DIRECTIONS for the question: Read the passage and answer the question based on it.
Consider these recent headlines: “Want to be Happier? Be More Grateful,” “The Formula for Happiness: Gratitude Plays a Part,” “Teaching Gratitude, Bringing Happiness to Children,” and my personal favorite “Key to Happiness is Gratitude, and Men May be Locked Out.”
Buoyed by research findings from the field of positive psychology, the happiness industry is alive and flourishing in America. Each of these headlines includes the explicit assumption that gratitude should be part of any 12-step, 30-day, or 10-key program to develop happiness. But how does this bear on the question toward which this essay is directed? Is gratitude queen of the virtues? In modern times gratitude has become untethered from its moral moorings and collectively, we are worse off because of this. When the Roman philosopher Cicero stated that gratitude was the queen of the virtues, he most assuredly did not mean that gratitude was merely a stepping-stone toward personal happiness. Gratitude is a morally complex disposition, and reducing this virtue to a technique or strategy to improve one’s mood is to do it an injustice.
Even restricting gratitude to an inner feeling is insufficient. In the history of ideas, gratitude is considered an action (returning a favor) that is not only virtuous in and of itself, but valuable to society. To reciprocate is the right thing to do. “There is no duty more indispensable that that of returning a kindness” wrote Cicero in a book whose title translates “On Duties.” Cicero’s contemporary, Seneca, maintained that “He who receives a benefit with gratitude repays the first installment on his debt.” Neither believed that the emotion felt in a person returning a favor was particularly crucial. Conversely, across time, ingratitude has been treated as a serious vice, a greater vice than gratitude is a virtue. Ingratitude is the “essence of vileness,” wrote the great German philosopher Immanuel Kant while David Hume opined that ingratitude is “the most horrible and unnatural crime that a person is capable of committing.”
Gratitude does matter for happiness. As someone who for the past decade has contributed to the scientific literature on gratitude and well-being, I would certainly grant that. The tools and techniques of modern science have been brought to bear on understanding the nature of gratitude and why it is important for human flourishing more generally. From childhood to old age, accumulating evidence documents the wide array of psychological, physical, and relational benefits associated with gratitude. Yet I have come to the realization that by taking a “gratitude lite” approach we have cheapened gratitude. Gratitude is important not only because it helps people feel good, but also because it inspires them to do good. Gratitude heals, energizes, and transforms lives in a myriad of ways consistent with the notion that virtue is both its own reward and produces other rewards.

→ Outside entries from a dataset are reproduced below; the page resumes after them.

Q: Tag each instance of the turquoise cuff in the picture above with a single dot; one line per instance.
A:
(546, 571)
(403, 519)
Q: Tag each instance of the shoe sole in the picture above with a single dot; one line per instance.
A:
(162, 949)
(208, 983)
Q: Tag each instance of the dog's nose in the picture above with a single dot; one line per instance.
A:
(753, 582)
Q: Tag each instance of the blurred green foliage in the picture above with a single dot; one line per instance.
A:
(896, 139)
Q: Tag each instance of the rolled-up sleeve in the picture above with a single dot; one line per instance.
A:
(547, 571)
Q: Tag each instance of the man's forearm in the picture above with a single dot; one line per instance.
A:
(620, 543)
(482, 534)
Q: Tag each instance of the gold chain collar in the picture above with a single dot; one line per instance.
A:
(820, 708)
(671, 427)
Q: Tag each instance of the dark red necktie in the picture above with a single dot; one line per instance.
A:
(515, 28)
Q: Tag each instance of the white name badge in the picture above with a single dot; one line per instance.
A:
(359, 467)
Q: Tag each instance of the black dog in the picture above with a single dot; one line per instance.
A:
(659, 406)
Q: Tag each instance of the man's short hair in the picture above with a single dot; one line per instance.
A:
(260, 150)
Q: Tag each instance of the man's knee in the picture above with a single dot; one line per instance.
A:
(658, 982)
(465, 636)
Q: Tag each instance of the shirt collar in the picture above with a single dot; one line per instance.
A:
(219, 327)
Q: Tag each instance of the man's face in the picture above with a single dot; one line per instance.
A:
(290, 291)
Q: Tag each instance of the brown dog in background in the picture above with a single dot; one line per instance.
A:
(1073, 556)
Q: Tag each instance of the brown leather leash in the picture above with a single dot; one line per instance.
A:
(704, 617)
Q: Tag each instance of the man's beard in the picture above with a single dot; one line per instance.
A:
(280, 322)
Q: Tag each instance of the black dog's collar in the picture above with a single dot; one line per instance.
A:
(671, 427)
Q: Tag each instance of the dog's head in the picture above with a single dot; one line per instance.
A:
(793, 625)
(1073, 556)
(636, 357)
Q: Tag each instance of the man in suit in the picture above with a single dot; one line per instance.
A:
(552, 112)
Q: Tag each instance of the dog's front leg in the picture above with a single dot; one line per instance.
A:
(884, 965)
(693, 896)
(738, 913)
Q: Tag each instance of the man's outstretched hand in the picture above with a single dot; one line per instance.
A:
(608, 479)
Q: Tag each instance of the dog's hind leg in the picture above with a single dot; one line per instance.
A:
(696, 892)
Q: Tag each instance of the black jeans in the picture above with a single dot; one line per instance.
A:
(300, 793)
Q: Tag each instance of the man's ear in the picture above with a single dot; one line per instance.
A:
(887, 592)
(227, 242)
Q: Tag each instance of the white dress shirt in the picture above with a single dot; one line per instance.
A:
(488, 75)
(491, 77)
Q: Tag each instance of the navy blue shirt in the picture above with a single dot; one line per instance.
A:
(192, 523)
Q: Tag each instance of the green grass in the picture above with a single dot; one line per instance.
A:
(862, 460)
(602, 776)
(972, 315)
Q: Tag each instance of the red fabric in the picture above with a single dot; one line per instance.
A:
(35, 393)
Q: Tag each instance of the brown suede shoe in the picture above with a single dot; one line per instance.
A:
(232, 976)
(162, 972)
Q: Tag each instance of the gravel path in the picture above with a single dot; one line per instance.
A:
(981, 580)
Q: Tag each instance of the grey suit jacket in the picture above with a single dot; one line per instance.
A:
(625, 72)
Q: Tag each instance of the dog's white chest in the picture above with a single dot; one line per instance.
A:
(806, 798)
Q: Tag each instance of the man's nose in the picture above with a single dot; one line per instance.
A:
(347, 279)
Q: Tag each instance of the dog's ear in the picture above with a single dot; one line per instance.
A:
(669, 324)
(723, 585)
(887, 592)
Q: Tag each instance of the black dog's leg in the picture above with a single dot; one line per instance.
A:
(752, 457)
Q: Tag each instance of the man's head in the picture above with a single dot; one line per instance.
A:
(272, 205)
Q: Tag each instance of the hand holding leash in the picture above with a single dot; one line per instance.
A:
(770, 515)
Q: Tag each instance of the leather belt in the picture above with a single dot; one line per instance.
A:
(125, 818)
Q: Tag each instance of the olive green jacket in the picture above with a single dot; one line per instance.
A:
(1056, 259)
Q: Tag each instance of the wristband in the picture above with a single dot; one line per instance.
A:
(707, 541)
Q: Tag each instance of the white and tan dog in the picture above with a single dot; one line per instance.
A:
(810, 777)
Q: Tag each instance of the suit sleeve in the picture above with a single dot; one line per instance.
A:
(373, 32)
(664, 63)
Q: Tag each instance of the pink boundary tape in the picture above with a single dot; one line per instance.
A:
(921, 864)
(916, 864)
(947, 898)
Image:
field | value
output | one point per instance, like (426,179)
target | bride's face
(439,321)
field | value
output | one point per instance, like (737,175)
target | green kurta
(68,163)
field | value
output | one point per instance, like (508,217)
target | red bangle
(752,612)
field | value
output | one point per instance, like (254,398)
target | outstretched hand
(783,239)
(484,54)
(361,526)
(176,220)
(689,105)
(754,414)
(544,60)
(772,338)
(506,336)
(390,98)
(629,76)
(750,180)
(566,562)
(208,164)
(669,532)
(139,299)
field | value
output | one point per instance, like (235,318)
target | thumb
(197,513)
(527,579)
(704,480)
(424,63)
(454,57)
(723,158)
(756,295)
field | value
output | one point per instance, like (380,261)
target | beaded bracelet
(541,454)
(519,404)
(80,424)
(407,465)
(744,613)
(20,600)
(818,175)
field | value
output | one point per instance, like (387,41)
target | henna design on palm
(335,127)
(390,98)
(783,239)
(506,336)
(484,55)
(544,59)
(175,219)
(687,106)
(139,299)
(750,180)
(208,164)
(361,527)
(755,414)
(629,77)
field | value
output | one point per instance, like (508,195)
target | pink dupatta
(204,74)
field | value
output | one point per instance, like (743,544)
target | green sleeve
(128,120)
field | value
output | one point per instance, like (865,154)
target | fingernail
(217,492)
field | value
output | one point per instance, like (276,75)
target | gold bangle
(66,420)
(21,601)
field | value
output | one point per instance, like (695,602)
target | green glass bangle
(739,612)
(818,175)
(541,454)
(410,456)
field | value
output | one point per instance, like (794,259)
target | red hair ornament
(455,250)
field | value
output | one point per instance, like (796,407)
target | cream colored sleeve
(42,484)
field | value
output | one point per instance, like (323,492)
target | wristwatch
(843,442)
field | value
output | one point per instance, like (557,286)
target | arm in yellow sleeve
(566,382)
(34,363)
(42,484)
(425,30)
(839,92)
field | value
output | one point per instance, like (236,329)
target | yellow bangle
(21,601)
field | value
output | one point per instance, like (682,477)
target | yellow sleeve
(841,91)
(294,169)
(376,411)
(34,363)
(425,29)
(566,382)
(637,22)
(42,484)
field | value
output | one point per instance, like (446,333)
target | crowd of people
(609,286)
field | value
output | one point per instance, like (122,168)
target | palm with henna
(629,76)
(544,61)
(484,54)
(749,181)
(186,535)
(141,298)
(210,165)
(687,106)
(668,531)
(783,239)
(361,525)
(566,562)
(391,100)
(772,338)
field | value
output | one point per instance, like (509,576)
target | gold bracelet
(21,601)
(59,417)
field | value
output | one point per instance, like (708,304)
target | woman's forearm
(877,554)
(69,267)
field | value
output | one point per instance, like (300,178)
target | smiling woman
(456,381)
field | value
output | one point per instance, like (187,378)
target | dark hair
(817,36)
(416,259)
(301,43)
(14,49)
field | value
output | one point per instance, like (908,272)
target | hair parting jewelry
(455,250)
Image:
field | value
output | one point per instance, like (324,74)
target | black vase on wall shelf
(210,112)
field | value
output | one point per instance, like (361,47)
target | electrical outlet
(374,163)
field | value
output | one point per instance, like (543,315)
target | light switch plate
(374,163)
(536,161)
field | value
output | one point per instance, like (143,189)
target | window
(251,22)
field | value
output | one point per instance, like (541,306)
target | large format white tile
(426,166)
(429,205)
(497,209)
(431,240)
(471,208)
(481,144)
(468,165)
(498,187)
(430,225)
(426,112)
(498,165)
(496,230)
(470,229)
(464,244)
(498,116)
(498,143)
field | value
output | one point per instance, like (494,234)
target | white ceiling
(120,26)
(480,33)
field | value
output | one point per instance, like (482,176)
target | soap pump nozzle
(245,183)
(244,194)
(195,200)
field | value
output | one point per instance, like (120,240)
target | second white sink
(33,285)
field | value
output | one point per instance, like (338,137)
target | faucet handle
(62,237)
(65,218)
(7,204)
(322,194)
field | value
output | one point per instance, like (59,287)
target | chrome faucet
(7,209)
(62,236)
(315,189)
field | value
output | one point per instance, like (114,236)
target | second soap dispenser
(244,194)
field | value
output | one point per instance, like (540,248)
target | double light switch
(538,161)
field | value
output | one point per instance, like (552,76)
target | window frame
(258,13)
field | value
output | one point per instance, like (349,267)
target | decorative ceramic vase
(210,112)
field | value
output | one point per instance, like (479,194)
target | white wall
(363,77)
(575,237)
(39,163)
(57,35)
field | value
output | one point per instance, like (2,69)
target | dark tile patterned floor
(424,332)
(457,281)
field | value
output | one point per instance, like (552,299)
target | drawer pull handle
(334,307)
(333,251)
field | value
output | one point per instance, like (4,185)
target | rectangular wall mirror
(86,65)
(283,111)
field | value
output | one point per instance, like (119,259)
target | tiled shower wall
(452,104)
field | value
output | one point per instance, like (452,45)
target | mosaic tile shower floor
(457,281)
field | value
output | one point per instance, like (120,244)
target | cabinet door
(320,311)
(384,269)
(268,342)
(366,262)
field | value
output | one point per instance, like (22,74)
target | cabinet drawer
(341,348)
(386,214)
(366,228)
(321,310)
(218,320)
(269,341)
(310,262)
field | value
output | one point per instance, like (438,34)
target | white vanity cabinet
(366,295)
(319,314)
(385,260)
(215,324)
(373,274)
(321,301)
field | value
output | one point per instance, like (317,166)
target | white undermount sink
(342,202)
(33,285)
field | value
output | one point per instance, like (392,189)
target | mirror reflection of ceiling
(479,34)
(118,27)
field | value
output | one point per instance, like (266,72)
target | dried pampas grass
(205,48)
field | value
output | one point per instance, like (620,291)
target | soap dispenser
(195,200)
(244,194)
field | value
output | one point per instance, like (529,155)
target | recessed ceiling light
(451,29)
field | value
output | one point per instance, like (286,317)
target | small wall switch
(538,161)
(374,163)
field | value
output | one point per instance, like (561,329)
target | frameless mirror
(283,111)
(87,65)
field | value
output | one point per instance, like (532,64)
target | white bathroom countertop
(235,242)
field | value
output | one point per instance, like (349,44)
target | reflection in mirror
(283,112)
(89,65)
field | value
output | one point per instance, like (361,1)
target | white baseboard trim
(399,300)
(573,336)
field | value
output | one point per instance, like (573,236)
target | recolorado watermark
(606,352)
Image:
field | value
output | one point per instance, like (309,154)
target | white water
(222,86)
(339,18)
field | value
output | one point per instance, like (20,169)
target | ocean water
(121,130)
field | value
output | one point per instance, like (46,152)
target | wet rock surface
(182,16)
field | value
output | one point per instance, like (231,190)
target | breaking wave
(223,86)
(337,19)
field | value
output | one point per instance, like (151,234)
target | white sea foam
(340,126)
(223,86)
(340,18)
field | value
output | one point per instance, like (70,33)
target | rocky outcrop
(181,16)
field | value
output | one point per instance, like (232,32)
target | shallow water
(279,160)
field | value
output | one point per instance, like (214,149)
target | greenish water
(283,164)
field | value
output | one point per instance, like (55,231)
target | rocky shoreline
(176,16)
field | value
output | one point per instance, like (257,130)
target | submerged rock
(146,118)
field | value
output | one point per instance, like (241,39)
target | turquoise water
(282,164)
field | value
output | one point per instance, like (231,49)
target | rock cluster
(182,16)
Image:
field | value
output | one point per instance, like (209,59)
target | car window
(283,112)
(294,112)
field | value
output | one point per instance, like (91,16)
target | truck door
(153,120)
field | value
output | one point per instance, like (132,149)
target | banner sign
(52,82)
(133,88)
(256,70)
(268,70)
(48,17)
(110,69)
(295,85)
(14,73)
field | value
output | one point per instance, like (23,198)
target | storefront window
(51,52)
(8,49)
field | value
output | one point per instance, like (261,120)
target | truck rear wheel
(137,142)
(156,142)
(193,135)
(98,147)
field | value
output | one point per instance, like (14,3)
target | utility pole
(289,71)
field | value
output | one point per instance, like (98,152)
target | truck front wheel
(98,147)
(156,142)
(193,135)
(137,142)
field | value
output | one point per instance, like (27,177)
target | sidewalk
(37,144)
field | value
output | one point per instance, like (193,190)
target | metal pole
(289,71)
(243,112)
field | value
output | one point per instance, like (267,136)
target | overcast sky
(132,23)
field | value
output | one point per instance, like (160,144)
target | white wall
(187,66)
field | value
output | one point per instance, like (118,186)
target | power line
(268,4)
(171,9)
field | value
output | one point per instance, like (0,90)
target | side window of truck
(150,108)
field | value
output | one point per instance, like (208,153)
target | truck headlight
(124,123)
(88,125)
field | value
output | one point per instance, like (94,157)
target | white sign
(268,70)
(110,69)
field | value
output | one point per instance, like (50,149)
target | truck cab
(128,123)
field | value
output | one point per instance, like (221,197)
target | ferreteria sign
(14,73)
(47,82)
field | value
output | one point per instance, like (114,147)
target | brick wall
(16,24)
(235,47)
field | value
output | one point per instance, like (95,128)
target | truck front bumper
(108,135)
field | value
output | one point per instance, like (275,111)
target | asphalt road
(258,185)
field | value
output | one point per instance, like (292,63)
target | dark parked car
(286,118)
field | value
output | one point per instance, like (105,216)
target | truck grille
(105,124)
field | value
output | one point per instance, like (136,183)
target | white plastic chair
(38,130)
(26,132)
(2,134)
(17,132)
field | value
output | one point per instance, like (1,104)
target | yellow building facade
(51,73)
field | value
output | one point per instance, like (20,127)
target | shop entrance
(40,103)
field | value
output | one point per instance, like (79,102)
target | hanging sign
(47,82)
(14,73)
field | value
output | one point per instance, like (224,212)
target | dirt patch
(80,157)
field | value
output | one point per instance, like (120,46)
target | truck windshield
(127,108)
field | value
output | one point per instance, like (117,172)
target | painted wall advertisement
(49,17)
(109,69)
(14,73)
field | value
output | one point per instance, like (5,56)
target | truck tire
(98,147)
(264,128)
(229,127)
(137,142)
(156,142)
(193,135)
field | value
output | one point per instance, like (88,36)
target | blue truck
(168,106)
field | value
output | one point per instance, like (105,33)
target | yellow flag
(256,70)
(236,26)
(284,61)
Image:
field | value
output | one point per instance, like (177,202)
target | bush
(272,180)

To give a flavor of these research findings, dispositional gratitude has been found to be positively associated qualities such as empathy, forgiveness, and the willingness to help others. For example, people who rated themselves as having a grateful disposition perceived themselves as having more prosocial characteristics, expressed by their empathetic behavior, and emotional support for friends within the last month. When people report feeling grateful, thankful, and appreciative in studies of daily experience, they also feel more loving, forgiving, joyful, and enthusiastic. Notably, the family, friends, partners and others that surround them consistently report that people who practice gratitude are viewed as more helpful, more outgoing, more optimistic, and more trustworthy. On a larger level, gratitude is the adhesive that binds members of society together. Gratitude is the “moral memory of mankind” wrote noted sociologist Georg Simmel.
Q. As per the context of the passage, identify the correct statements:
I. According to the author, the happiness industry has over-used the concept of gratitude for its own benefit.
II. According to Cicero, gratitude induces a feeling of debt in the benefactor.
III. The rewards obtained from gratitude cannot be limited to one sphere of human life.